Hello,
We are starting up a project using map/reduce to produce avro files. In short,
our job produces avro records which can contain very large arrays. In effect,
we really can't practically predict how large some of them can get.
When we hit one of these "very large" records, the BufferedBinaryEncoder seems
to blow out the heap when calling
org.apache.avro.mapred.AvroMultipleOutputs$1.collect() from a reducer (see
stack trace below).
Browsing through the avro code and the Jira's, it seems that AVRO-105 could be
part of the solution here, as I believe we would probably want to be able to
use the BlockingBinaryEncoder (or perhaps even the DirectBinaryEncoder?? ) to
be able to write these large arrays in a memory-efficient manner.

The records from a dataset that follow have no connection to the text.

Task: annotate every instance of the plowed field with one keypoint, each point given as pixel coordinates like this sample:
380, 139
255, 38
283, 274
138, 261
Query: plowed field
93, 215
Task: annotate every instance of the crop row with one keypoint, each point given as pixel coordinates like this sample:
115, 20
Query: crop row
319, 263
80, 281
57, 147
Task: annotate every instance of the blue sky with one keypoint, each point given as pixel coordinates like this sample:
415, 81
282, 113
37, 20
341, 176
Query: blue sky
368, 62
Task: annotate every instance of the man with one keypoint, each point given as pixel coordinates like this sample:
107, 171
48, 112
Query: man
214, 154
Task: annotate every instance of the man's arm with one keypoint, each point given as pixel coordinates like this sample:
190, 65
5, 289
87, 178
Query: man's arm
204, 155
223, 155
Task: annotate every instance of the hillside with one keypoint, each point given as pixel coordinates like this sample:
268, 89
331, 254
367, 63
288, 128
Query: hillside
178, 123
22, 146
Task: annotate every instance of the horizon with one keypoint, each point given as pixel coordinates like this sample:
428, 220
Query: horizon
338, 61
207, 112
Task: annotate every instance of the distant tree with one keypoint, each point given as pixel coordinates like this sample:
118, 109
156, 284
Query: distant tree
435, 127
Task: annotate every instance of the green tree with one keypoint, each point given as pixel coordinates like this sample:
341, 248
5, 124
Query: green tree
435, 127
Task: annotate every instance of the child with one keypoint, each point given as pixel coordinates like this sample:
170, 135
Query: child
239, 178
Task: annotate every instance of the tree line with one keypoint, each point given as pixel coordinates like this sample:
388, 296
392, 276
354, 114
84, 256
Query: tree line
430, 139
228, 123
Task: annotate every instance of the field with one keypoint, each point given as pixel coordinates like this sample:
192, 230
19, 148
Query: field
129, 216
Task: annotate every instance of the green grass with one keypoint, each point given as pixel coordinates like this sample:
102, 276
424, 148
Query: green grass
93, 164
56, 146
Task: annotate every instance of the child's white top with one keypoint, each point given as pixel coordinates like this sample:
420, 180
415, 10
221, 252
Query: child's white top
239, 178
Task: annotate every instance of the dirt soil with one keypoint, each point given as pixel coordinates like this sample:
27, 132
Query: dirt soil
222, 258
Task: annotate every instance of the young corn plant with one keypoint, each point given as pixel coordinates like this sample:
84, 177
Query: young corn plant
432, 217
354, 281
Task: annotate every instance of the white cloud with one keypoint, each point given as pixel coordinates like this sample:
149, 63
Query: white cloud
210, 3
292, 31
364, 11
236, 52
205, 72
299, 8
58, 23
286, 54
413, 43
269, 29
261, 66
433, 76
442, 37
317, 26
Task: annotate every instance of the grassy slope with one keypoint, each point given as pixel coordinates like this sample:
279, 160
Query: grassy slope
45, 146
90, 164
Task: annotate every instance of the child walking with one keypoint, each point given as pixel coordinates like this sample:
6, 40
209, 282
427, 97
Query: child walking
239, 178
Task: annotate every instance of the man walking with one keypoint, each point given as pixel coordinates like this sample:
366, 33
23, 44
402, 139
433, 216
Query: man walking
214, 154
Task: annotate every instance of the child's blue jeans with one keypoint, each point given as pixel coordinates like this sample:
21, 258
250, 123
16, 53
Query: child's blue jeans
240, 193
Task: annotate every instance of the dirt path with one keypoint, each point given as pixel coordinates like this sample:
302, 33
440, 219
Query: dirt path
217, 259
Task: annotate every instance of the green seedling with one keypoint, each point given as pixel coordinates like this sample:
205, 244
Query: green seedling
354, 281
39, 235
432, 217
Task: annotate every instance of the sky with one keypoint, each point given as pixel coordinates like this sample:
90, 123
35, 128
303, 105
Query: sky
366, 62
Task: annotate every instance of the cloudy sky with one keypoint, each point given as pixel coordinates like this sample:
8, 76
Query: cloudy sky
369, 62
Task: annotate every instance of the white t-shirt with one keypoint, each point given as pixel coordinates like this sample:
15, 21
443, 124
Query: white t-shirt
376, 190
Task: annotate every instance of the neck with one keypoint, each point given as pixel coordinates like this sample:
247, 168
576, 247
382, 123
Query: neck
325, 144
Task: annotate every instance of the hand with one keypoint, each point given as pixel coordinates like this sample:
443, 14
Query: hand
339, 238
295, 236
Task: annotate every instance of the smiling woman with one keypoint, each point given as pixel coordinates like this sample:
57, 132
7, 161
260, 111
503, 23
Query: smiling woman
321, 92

Am I on the right track here? If so, it also seems that we would need an
additional feature to be able to configure/enable this from mapred via the
JobConf etc..
Since I'm as-of-yet not that familiar with the internals of avro, I would
appreciate it if anyone could give me a sanity check, and/or potentially offer
other suggestions as to how we may be able to work around this problem.
Thanks in advance for your help,
-Mike
Error running child : java.lang.OutOfMemoryError: Java heap space
at java.util.Arrays.copyOf(Arrays.java:2786)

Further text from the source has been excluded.